According to Hanna, DOR had a more favorable lipid profile compared with DRV+r.

“As expected for DRV+r, there is an increase in [low-density lipoprotein (LDL)] cholesterol, but we don’t see that with doravirine,” he said. “LDL is important for anybody because high LDL levels are often a risk factor for coronary artery disease. We know that people with HIV are at even greater risk for coronary artery disease than the HIV-negative population, so it is all the more important to ensure that we keep the risk manageable for people who have HIV.”

Doravirine was also examined in the phase 3 DRIVE-AHEAD trial, which compared the drug with efavirenz (EFV) in ART-naive adult patients with HIV. In this trial, 84.3% of patients receiving DOR/3TC/TDF achieved viral suppression at 48 weeks compared with 80.8% of patients in the EFV/FTC/TDF study arm, according to findings presented last year at the International AIDS Society conference. The study also met its primary safety endpoint, with fewer patients reporting neuropsychiatric AEs, including dizziness, sleep disorders and disturbances and inability to think clearly or concentrate.

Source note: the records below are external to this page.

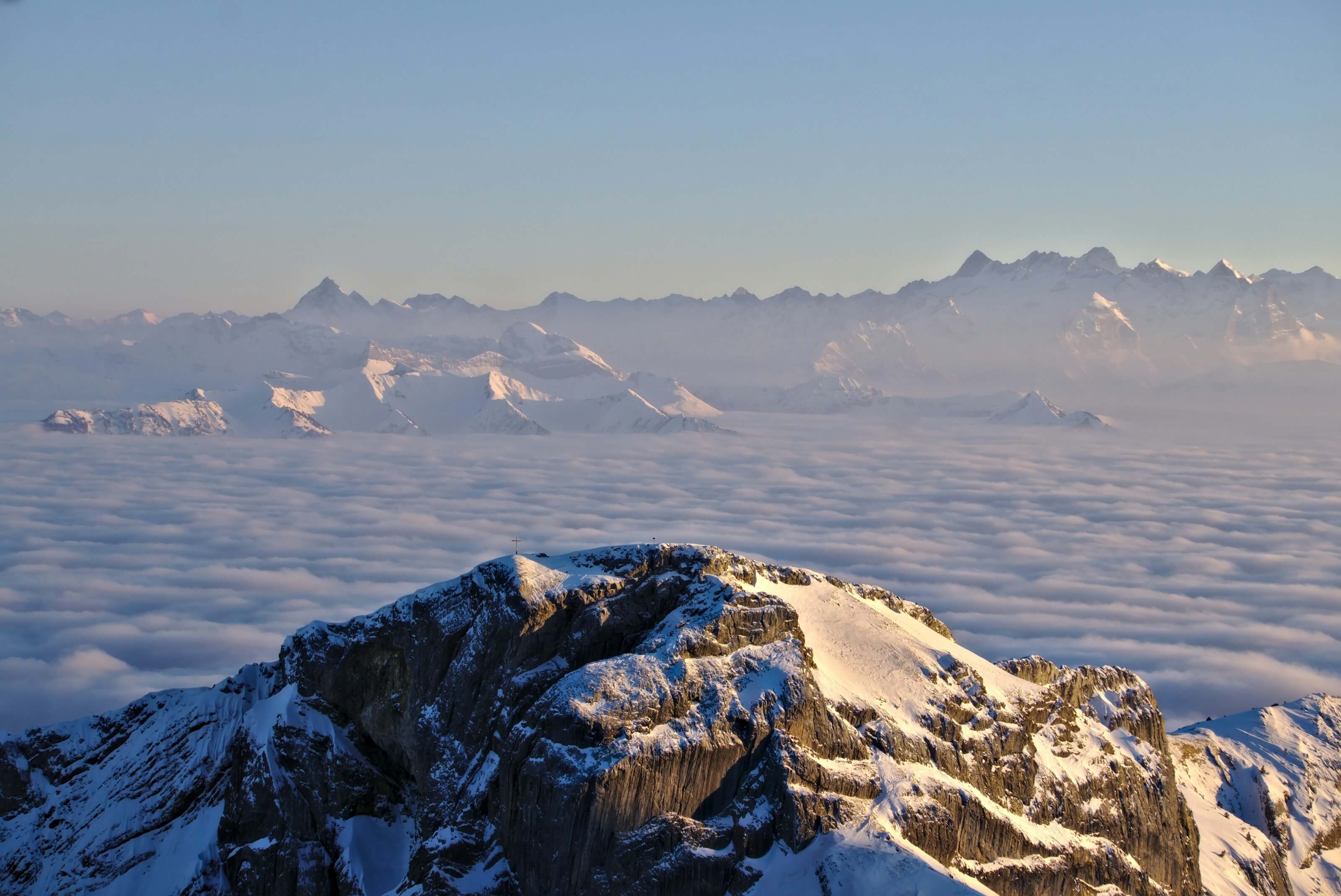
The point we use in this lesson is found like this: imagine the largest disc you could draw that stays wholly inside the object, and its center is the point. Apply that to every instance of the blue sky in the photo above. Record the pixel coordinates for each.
(228, 155)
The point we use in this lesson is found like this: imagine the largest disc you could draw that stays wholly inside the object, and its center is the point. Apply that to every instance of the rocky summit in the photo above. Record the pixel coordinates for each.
(652, 719)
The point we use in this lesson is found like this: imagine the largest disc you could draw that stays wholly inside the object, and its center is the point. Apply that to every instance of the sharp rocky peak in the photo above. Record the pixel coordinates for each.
(660, 719)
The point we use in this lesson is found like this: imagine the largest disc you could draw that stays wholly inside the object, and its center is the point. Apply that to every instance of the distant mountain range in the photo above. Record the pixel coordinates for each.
(1045, 321)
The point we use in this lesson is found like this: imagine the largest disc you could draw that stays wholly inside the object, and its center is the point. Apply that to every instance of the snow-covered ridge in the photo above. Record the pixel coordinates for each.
(1265, 788)
(526, 383)
(627, 719)
(1046, 318)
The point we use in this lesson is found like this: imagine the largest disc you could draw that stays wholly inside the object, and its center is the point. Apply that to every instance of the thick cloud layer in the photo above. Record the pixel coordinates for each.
(137, 564)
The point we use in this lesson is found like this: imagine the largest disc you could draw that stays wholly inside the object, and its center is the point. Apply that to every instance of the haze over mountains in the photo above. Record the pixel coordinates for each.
(439, 364)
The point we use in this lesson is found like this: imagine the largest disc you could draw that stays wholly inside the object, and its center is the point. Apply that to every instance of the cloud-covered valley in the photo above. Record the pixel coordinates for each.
(137, 564)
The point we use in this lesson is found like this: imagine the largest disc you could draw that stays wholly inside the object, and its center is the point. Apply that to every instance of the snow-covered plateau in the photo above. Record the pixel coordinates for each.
(665, 719)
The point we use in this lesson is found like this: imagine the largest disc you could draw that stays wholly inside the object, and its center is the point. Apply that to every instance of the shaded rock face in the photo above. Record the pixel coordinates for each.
(642, 719)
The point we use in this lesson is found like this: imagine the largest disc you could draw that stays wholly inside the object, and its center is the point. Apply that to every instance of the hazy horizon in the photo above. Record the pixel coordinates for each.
(286, 302)
(202, 158)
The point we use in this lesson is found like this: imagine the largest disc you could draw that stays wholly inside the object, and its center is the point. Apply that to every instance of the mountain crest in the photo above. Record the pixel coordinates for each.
(974, 265)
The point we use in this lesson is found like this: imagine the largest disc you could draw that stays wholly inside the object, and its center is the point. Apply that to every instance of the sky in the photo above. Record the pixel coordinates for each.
(1213, 571)
(230, 155)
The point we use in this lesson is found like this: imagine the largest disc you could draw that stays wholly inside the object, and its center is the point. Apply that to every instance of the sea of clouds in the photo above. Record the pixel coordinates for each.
(129, 565)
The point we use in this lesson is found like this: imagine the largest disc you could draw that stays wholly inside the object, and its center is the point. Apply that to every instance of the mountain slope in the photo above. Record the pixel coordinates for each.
(189, 416)
(639, 719)
(1265, 788)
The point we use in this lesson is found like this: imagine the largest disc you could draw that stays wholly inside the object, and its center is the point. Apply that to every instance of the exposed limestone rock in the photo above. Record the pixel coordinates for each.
(645, 719)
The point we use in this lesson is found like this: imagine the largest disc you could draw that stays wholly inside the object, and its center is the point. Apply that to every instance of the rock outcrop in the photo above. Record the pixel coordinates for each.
(640, 719)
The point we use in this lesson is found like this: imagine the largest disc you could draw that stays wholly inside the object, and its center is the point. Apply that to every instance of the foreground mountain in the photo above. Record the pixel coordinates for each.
(1265, 788)
(1037, 411)
(639, 719)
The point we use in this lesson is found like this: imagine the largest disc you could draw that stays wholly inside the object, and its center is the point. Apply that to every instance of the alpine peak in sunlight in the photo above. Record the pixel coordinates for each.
(665, 719)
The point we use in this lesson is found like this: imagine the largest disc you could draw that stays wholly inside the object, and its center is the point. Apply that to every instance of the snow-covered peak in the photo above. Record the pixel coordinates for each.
(136, 318)
(1037, 411)
(589, 721)
(329, 297)
(1265, 788)
(974, 265)
(1159, 269)
(436, 301)
(1103, 259)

“This is an example of how doravirine has a distinguishing property compared to another drug in that same class, such as efavirenz,” Hanna said.

In January, Merck submitted two new drug applications for doravirine as a once-daily tablet for use with other ART agents, as well as for use as a once-daily fixed-dose combination regimen with 3TC/TDF. The target action date is set for Oct. 23.

“It is important to have different treatment options so that people living with HIV can have a regimen that is targeted to their individual needs,” Hanna said. “We feel doravirine has a lot of promise to meet the unmet needs of HIV-infected individuals.” – by Stephanie Viguers

Reference:

Molina JM, et al. Abstract LBPEB017. Presented at: Presented at: International AIDS Conference; July 23-27, 2018; Amsterdam.

Disclosures: Hanna is an employee of Merck.